Schroeder election plans may have no legal basis

21st June 2005, Comments 0 comments

21 June 2005, BERLIN - A former German supreme court chief justice cautioned on Tuesday against assuming that embattled Chancellor Gerhard Schroeder will have legal grounds for calling an early general election in September.

21 June 2005

BERLIN - A former German supreme court chief justice cautioned on Tuesday against assuming that embattled Chancellor Gerhard Schroeder will have legal grounds for calling an early general election in September.

Ernst Benda, one-time president of the Federal Constitutional Court, hinted that there may in fact turn out to be no legal basis for holding the general election a year ahead of time.

"The whole issue of a new election is as yet undecided," Benda told Die Welt newspaper in an interview due to hit newsstands on Wednesday.

"It would be premature to act as though everything has been decided to the Chancellor's satisfaction," Benda said.

Schroeder has said he plans to ask his own centre-left coalition of Social Democrats and Greens to ask for a vote of no confidence on July 1 and then vote against him, paving the way for a new election in September.

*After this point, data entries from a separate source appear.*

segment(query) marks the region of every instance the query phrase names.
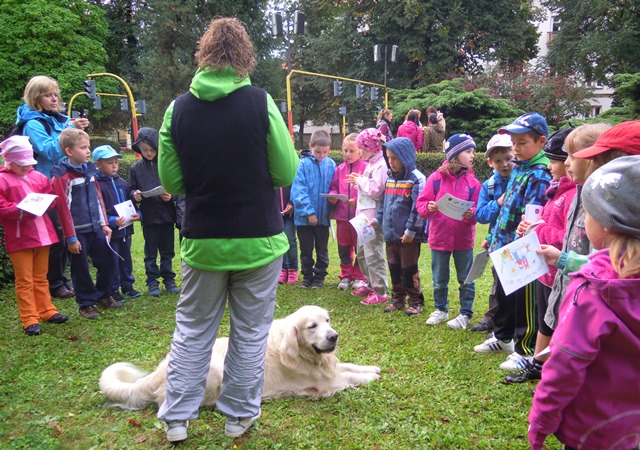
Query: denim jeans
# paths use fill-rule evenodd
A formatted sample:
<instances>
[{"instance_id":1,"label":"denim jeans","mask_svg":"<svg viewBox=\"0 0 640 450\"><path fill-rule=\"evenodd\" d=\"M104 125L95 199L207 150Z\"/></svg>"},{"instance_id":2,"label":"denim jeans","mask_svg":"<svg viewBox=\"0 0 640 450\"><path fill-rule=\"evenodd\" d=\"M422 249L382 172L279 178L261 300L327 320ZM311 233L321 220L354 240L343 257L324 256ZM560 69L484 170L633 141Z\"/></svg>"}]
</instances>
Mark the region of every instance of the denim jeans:
<instances>
[{"instance_id":1,"label":"denim jeans","mask_svg":"<svg viewBox=\"0 0 640 450\"><path fill-rule=\"evenodd\" d=\"M433 300L440 311L449 311L449 260L453 263L460 284L460 314L473 317L473 299L476 295L475 283L464 284L473 264L473 250L445 252L431 250L431 271L433 272Z\"/></svg>"}]
</instances>

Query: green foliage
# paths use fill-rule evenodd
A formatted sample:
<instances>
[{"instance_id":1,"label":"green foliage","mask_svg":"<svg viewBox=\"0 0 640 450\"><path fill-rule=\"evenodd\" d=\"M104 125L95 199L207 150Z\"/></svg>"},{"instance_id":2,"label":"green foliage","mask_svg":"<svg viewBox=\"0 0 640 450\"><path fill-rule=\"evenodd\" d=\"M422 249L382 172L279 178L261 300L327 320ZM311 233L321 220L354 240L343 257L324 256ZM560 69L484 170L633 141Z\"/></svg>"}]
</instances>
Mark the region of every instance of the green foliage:
<instances>
[{"instance_id":1,"label":"green foliage","mask_svg":"<svg viewBox=\"0 0 640 450\"><path fill-rule=\"evenodd\" d=\"M560 21L548 61L564 74L607 82L640 72L640 4L634 0L544 0Z\"/></svg>"},{"instance_id":2,"label":"green foliage","mask_svg":"<svg viewBox=\"0 0 640 450\"><path fill-rule=\"evenodd\" d=\"M16 120L26 83L34 75L58 80L65 99L82 92L87 74L102 72L107 23L84 0L4 0L0 6L0 130ZM87 103L88 104L88 103Z\"/></svg>"}]
</instances>

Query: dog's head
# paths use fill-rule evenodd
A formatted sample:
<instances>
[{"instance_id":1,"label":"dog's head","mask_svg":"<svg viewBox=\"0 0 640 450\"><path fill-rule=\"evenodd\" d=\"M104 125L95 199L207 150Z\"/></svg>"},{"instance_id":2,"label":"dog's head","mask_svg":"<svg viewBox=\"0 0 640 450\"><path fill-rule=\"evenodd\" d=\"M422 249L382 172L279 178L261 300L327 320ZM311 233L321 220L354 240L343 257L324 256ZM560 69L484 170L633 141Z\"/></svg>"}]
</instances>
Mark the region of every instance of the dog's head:
<instances>
[{"instance_id":1,"label":"dog's head","mask_svg":"<svg viewBox=\"0 0 640 450\"><path fill-rule=\"evenodd\" d=\"M288 366L301 360L322 364L323 355L332 353L338 344L338 333L331 328L329 313L319 306L307 305L286 317L281 357Z\"/></svg>"}]
</instances>

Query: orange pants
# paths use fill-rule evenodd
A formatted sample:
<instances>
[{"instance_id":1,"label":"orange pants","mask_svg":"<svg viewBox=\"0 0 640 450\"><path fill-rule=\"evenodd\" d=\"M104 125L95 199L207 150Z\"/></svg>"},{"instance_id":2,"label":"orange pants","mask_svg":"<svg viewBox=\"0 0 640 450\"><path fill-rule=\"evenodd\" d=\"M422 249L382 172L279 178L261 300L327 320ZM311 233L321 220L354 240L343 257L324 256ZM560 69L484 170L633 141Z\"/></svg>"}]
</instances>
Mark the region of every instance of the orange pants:
<instances>
[{"instance_id":1,"label":"orange pants","mask_svg":"<svg viewBox=\"0 0 640 450\"><path fill-rule=\"evenodd\" d=\"M49 247L37 247L10 253L15 273L16 298L22 328L47 321L58 312L51 301L47 270Z\"/></svg>"}]
</instances>

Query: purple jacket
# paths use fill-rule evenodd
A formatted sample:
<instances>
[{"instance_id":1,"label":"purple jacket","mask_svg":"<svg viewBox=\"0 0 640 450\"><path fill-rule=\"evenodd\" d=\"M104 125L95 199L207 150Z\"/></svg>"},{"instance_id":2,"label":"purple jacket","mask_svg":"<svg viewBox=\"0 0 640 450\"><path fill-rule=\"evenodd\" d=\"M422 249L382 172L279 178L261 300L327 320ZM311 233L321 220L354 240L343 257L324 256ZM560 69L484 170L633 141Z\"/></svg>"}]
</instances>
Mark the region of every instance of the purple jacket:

But legal experts have warned that the German constitution makes no provision for a government voting itself out of power in such a way.

It is not entirely certain whether German President Horst Koehler would recognise such a vote of no confidence and agree to call a new election.

Amid the legal confusion, Koehler summoned leaders of the nation's major political parties on Tuesday to discuss Schroeder's plans. No details of the talks were disclosed.